To help decrease some of the risk of owning bonds, we generally suggest investing in a bond mutual fund, and in particular, a fund with shorter maturities. These funds need to re-deploy assets more frequently than longer-term funds, and thus have more opportunity to capture higher yields. Higher interest rates can generate more income for a fund and thereby partially offset price declines sooner.
With current interest rates being as low as they have been in recent years, many investors have taken advantage of high yield bonds/funds. High yield bonds, sometimes called junk bonds, are issued by companies and municipalities judged to have a higher than normal risk of default so to compensate for that risk, these bonds pay higher yields. Since prices of higher yielding, lower-rated bonds are more influenced by this default risk (also called credit risk) than by interest rate risk, these types of bonds tend to do well during economic recoveries because improving business conditions tend to lower the risk of defaults. Also, rising growth strengthens revenues, which help companies pay their debt commitments. Nonetheless, because the default risk is higher, investors need to be conscious of greater risk to principal in high yield bonds.
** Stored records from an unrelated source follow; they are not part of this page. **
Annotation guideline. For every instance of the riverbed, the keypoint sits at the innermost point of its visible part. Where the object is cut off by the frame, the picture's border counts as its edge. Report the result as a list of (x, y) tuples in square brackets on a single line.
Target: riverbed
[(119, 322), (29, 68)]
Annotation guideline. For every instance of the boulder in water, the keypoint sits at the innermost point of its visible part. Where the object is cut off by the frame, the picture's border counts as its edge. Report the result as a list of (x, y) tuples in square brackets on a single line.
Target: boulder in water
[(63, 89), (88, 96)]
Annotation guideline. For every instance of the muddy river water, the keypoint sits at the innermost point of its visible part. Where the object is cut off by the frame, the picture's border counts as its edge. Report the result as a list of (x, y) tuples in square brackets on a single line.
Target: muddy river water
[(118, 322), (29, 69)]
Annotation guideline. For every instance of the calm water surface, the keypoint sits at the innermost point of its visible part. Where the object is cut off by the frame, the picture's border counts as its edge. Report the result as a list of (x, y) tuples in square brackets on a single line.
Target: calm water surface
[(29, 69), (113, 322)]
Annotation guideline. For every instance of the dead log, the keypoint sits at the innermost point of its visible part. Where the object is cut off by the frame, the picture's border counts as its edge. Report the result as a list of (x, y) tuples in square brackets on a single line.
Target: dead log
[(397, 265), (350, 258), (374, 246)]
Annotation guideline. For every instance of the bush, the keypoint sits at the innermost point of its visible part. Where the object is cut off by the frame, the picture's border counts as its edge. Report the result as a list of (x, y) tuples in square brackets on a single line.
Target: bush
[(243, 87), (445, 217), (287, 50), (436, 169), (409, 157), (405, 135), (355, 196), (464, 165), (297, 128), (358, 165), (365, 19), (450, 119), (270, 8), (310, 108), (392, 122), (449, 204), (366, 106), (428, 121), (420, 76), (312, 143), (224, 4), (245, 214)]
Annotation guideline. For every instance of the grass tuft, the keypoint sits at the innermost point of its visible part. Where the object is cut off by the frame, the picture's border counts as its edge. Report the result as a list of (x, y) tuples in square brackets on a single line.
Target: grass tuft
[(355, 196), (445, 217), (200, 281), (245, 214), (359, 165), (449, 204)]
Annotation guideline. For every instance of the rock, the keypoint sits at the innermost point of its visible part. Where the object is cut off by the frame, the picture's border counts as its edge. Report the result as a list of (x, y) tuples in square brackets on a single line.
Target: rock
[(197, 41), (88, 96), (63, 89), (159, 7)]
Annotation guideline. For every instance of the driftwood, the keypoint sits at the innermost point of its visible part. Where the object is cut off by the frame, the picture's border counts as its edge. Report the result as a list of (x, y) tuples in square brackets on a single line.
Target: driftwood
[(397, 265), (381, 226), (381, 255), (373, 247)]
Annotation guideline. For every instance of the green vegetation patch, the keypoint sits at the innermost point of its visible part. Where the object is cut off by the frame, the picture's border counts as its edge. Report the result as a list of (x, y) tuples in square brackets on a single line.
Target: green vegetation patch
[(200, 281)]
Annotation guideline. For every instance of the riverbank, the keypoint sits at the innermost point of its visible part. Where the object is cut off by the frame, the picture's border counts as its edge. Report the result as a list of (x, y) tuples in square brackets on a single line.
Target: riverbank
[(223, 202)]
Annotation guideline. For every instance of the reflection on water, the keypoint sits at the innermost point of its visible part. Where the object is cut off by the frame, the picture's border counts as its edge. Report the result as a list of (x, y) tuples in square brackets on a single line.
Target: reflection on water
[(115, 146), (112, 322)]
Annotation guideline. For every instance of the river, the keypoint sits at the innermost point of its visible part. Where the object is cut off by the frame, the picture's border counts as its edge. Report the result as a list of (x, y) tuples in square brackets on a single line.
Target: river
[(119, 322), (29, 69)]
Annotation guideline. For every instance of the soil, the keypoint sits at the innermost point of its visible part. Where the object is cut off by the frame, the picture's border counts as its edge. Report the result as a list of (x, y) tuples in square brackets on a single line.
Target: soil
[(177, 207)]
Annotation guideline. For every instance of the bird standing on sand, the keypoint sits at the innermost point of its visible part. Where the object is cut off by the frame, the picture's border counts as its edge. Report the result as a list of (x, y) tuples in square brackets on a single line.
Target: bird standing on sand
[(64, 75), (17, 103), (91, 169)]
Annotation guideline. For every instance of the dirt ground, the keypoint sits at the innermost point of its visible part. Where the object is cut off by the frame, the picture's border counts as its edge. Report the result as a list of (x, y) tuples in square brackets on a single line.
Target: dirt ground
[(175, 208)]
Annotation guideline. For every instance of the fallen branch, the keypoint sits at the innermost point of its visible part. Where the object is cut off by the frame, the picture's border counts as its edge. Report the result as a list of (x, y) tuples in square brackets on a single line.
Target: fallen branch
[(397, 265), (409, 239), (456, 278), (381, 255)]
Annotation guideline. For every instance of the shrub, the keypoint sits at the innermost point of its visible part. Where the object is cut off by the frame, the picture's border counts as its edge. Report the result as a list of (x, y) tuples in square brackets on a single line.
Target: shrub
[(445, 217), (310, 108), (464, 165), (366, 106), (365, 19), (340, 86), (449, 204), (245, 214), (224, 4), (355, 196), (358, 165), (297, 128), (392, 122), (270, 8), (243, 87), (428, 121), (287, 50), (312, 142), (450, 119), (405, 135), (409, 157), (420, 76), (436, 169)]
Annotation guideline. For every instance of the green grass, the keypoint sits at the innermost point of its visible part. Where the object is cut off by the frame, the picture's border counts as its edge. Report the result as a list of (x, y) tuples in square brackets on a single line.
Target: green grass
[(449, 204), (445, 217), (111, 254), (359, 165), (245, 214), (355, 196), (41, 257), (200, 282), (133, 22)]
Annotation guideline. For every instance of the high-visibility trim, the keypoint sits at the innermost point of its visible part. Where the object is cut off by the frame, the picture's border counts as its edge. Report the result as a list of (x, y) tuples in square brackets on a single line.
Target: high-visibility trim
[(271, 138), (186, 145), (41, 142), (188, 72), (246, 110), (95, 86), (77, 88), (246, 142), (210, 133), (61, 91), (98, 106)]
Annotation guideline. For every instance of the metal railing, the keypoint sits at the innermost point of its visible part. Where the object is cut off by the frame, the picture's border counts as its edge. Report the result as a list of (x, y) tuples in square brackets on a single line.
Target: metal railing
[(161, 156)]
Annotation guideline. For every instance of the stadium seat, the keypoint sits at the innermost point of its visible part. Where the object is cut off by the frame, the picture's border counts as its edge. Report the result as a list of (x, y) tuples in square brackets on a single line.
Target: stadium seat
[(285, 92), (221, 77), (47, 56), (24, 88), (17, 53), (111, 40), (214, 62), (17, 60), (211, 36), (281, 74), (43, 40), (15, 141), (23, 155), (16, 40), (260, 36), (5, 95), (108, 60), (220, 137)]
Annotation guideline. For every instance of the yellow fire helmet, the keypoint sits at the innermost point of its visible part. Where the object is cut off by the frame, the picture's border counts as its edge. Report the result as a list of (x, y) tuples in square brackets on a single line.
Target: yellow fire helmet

Time horizon is another crucial factor in selecting a bond investment. If you plan to own a bond investment for the long-term, you will most likely experience several interest rate cycles over that period. By building a “laddered” portfolio where you have bonds with staggering maturities, you can reinvest the principal of a maturing bond in other bonds whose maturity is longer (and yield is higher) than the longest maturity you currently own. For example, you can invest initially in a one-year, two-year and three-year bond. Each year when one comes due, you can simply reinvest those proceeds in a new three-year bond thereby extending your term and your income.
The important thing to remember is that bonds are not a no-risk investment. If used correctly, they can certainly provide attractive income and reduce the volatility of an otherwise all-stock portfolio, but be aware of the risks involved when interest rates begin to rise.